Relativity Fabricated Sexual Harassment Accusations Against Former Executive, Judge Says

Judge awards Adam Fields $8.5 million in damages for breach of contract, new documents say

Ryan Kavanaugh Adam Fields Relativity Lawsuit

Relativity Media fabricated a memo detailing sexual harassment accusations against its former production president Adam Fields, a Los Angeles arbitration judge declared in late May. The judge’s finding also said studio founder Ryan Kavanaugh “must be” one of the parties who authored the document.

In an interim ruling in April, arbitration judge Terry Friedman awarded Fields almost $8.5 million in damages for breach of contract, and concluded that a memo discussing seven women at the studio who accused him of unwanted advances was fictional.

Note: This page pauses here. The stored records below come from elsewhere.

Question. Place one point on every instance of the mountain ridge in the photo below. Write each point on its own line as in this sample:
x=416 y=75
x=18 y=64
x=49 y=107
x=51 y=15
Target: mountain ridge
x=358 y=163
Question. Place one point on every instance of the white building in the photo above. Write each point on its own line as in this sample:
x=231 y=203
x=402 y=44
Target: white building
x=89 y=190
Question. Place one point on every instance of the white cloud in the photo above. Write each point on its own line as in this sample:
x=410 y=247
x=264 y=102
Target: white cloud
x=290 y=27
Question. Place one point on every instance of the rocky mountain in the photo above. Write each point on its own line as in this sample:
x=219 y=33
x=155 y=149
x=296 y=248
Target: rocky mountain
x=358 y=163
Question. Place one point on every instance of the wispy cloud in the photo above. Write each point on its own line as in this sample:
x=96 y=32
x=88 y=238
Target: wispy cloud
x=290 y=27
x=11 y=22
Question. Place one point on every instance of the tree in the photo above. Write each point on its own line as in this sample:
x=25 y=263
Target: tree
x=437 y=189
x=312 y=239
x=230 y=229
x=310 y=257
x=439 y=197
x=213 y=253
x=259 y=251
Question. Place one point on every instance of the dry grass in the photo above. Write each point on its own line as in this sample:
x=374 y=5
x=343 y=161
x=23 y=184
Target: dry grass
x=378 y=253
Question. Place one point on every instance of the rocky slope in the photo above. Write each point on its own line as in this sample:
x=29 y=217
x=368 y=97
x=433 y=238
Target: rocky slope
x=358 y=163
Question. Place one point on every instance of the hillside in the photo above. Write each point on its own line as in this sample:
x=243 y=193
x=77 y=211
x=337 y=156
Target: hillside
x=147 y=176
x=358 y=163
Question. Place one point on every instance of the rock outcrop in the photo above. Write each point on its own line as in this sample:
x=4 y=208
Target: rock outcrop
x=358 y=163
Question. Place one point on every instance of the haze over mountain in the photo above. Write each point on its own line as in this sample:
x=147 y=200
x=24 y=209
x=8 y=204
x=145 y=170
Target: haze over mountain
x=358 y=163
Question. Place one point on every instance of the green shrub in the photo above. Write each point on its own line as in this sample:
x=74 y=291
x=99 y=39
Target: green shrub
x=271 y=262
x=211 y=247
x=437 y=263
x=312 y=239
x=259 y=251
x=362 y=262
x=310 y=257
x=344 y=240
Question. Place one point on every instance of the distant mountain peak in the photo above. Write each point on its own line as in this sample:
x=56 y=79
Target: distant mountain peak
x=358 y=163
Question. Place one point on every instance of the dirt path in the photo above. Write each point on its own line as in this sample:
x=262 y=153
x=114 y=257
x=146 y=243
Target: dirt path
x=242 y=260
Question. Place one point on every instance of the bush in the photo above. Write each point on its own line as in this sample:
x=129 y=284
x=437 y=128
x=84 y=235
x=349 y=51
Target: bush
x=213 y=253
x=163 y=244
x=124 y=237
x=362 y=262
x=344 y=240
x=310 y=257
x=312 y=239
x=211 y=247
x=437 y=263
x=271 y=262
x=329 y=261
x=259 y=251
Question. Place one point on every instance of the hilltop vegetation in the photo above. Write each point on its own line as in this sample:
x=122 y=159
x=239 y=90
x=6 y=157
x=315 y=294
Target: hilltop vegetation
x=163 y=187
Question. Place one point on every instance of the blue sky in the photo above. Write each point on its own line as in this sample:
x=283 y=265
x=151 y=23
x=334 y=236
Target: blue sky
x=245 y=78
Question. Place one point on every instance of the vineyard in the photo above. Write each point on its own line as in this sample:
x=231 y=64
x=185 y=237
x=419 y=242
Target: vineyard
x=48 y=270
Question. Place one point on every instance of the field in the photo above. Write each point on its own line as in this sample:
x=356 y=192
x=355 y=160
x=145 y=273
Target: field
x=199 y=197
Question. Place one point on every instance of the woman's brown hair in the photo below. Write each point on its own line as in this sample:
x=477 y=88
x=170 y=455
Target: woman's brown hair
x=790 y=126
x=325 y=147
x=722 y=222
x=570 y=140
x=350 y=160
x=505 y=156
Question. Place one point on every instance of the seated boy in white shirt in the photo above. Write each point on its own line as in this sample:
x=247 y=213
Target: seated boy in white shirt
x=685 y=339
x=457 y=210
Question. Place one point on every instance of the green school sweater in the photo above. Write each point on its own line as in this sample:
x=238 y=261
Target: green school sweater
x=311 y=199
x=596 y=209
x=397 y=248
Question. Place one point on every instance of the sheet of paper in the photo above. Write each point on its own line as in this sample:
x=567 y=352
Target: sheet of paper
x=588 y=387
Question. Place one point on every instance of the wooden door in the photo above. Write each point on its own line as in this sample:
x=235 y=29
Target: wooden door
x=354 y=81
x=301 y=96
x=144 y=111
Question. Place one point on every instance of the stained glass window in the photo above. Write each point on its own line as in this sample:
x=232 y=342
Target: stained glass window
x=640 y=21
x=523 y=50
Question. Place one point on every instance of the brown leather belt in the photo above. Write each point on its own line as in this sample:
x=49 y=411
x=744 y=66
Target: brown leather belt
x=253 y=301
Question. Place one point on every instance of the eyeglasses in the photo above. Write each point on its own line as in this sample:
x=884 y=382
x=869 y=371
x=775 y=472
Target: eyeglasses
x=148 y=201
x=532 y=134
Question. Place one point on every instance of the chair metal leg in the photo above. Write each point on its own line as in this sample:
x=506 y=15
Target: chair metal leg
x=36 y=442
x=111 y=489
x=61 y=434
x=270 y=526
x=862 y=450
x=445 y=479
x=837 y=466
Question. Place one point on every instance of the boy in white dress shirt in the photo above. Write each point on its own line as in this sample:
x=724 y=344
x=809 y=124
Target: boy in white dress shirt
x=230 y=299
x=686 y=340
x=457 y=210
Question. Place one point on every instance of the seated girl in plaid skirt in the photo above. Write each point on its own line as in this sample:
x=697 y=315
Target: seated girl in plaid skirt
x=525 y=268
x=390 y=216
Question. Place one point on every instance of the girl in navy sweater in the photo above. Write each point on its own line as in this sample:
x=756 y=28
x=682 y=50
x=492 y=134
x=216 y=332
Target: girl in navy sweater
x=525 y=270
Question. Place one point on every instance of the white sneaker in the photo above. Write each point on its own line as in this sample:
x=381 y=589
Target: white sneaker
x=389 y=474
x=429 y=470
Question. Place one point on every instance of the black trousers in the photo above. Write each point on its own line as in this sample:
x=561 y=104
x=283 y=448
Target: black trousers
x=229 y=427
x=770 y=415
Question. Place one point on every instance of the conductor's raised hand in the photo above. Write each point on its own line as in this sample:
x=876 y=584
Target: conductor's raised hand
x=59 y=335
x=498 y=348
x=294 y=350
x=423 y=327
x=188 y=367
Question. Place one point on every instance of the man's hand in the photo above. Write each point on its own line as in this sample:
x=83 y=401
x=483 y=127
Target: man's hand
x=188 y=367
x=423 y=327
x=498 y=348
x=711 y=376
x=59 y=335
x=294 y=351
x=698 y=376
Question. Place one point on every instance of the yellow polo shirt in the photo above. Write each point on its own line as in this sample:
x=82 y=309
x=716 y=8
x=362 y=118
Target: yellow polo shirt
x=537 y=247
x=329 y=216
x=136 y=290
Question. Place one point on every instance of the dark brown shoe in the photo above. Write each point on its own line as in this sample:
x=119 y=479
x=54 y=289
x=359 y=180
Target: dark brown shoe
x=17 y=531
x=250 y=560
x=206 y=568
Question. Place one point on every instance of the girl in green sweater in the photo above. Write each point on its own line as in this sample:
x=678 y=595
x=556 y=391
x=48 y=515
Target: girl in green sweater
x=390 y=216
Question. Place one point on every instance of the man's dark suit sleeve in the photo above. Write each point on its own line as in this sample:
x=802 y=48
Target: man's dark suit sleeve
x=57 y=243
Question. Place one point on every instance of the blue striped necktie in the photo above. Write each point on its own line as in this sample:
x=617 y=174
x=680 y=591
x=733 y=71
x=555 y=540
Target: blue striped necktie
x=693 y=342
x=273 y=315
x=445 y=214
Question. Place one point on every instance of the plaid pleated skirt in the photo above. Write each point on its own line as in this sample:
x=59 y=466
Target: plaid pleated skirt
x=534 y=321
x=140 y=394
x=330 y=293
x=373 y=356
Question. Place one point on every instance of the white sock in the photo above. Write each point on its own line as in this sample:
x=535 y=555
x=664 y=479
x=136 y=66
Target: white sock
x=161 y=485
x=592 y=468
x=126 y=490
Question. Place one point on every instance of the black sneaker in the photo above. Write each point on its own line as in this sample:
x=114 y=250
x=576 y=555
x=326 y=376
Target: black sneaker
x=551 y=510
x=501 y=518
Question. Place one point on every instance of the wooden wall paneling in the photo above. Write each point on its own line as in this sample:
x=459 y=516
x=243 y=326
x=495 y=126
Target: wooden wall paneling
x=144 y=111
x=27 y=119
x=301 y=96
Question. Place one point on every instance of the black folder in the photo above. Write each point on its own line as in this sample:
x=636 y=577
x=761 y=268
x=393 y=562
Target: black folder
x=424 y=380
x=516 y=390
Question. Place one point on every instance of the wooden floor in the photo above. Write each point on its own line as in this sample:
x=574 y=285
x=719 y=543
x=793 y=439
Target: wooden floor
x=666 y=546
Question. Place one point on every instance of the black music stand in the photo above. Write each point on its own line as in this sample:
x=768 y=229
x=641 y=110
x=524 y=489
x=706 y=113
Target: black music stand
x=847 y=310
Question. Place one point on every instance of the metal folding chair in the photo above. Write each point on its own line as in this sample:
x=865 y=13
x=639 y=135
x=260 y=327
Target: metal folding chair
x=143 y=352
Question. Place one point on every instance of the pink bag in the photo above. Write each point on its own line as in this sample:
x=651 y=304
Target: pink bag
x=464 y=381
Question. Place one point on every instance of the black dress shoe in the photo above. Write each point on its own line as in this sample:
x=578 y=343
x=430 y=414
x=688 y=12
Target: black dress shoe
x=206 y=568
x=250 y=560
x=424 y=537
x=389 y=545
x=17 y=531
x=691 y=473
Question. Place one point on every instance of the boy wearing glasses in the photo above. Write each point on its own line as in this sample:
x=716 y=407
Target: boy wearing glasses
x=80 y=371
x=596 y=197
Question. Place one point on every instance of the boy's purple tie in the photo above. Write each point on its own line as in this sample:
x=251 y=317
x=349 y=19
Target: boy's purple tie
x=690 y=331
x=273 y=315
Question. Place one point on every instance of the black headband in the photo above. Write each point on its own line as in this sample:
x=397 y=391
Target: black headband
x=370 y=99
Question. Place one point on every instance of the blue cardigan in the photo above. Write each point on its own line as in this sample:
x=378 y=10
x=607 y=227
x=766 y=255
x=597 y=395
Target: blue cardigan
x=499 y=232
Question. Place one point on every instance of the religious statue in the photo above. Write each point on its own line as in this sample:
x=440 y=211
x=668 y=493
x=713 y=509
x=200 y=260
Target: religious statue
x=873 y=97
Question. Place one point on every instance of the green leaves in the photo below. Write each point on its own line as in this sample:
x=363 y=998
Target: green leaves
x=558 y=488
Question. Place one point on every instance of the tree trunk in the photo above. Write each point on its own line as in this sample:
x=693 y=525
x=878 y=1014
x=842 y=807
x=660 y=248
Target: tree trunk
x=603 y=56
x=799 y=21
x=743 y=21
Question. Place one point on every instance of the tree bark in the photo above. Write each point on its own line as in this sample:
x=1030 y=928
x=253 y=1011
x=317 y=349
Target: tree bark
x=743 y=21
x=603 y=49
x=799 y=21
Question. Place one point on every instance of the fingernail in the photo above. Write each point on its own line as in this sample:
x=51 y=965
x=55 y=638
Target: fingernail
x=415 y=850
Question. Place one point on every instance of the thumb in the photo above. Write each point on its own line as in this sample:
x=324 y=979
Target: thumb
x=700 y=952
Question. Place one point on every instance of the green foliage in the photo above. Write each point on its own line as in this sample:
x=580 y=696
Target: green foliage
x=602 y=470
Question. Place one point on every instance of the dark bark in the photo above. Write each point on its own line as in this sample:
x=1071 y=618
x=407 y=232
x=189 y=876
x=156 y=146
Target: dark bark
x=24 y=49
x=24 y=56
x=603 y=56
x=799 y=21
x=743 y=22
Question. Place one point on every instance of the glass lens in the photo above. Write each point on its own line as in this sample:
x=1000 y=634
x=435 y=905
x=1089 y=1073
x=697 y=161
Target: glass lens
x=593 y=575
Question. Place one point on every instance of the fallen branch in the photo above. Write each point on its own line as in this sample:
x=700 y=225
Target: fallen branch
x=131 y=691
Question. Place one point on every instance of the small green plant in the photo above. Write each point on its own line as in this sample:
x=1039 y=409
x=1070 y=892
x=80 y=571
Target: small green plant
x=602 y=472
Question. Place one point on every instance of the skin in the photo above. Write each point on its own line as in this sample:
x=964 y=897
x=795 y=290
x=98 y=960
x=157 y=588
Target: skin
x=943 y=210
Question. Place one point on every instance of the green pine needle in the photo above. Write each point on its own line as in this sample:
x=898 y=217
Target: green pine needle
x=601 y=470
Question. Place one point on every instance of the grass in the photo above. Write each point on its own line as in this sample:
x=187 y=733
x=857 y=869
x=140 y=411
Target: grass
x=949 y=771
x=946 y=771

It’s unclear from the documents, submitted last week as Fields sought to be listed as a creditor following Relativity’s latest bankruptcy filing, whether Relativity signed off on the arbitration judge’s findings and agreed to the proposed settlement.

In a statement issued early Tuesday, a spokesman for Kavanagh and Relativity acknowledged that Fields won “a single count of breach of contract” but disputed that Fields won a monetary judgement: “he in fact has no judgement and will most likely receive nothing.”

Attorneys for Fields did not return requests for comment.

The story was first reported by Deadline Hollywood.

According to the court documents, Friedman found that a memo was falsified to appear to come from former Kavanaugh lawyer and Relativity Managing Director Carol Genis. It “purported to document a pattern of egregious misconduct by Mr. Fields — none of which, strangely, was mentioned in his termination letter.”

The memo detailing the accused harassment was submitted two weeks before a wrongful termination case brought by Fields against Kavanaugh was set for trial. It was part of a 2,000-document parcel that was said to have just been found, according to Fields’ attorneys. The memo came well after the close of discovery for evidence, the new ruling said.

(“Relativity, not Kavanaugh, turned in 2,000 documents within the discovery period, and the arbitrator decided to disallow them without merit,” a rep for the company said.)

“After being given special access to Ms. Genis’s supposed private folders, he fortuitously located the memo and provided it to counsel,” attorneys for Fields said of Kavanaugh, who resigned his post as CEO in December 2016.

A forensics expert hired by Fields’ attorneys found manipulations in the document’s metadata, which indicated the memo in question was altered after Genis left Relativity. A user who accessed the document after Genis’ departure used the login credentials “kav kav.”

According to a rep for Relativity and Kavanaugh, “During the Arbitration, more than seven witnesses testified to the validity of the documents in question, including the author of the document herself Terry McAlpine, Relativity’s COO, its president of production, and others. All confirmed their validity and accuracy, and all testified to Mr. Fields’ behavior at Relativity. Conversely, Mr. Fields’ sole witness was Ms. Genis.”

The court documents also accuse Relativity executives of other attempts to sabotage Fields, who joined the company as production co-chief and eventually studio president after successfully shepherding the 2011 Bradley Cooper thriller “Limitless.”

Following the naming of Dana Brunetti (actor Kevin Spacey’s longtime producing partner) to the creative head of the studio, Fields said Kavanaugh and his team worked to find any excuse to terminate him.

Pamela Chelin contributed to this report.